Cantored

June 13, 2014

Rep. Eric Cantor's epic failure to win his GOP primary has spawned a new term synonymous with the unforeseen dethronement of a powerful politician.

Cantor, the House majority leader, not only lost his primary in Virginia's 7th District -- he lost by double digits to an almost totally unknown college professor, Dave Brat, who pilloried Cantor for catering to wealthy corporate interests and for neglecting his district while serving as the House's number-two Republican. Nearly everyone, including the congressman's own pollster, had considered him the safest of safe bets for re-election.

Given the cataclysmic nature of Cantor's defeat, we expect over time that "getting Cantored" will supplant the phrase "getting primaried," which represents the threat of an incumbent facing a primary challenger who deems his or her opponent to be insufficiently conservative.

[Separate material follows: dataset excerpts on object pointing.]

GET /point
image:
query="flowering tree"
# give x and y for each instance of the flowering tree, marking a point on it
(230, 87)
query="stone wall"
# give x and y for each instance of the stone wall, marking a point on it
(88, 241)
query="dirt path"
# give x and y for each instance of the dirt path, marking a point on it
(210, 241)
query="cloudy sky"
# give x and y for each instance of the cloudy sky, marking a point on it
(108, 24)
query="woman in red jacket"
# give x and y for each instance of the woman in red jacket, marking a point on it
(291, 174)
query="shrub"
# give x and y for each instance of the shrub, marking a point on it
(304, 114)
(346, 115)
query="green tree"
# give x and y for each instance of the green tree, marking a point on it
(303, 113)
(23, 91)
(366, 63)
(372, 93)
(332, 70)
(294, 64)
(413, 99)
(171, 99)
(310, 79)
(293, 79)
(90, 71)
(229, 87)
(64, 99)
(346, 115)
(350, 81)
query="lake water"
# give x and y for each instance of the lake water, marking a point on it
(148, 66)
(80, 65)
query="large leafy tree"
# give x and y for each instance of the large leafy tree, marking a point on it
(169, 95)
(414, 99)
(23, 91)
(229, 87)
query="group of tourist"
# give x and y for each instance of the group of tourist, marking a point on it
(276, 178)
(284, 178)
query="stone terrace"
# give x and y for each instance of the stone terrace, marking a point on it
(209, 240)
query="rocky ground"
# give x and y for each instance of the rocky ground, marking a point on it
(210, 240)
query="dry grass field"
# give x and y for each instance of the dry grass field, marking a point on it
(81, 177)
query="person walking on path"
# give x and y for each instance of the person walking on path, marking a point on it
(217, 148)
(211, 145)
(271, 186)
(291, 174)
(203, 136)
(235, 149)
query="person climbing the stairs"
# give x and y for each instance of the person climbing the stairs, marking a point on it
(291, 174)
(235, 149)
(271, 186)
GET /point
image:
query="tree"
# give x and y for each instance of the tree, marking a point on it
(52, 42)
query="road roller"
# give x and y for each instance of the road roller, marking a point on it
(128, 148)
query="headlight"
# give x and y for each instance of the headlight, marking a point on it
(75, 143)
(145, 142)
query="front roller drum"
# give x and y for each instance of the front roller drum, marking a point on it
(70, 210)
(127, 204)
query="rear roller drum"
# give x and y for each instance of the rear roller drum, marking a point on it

As tea party standard-bearer Sarah Palin told Fox News last year: "Those who can’t stand strong to defend our republic, to defend our Constitution—heck yeah, they should be primaried, otherwise we are going down."

Such usage has become highly dismaying to those who have faced such a situation. “When did ‘primary’ become a verb?” Sen. Lisa Murkowski, R-Alaska, asked one of us. “Good heavens, it used to be that a primary was a process; now it’s a verbal threat. It’s maddening."

Murkowski escaped Cantor's fate in one of the most unusual ways in political history. A moderate on some social issues, she lost in the 2010 GOP contest to tea party favorite Joe Miller. But with the slogan “Let’s Make History,” she decided to run in the general election as a write-in candidate and beat Miller by four percentage points.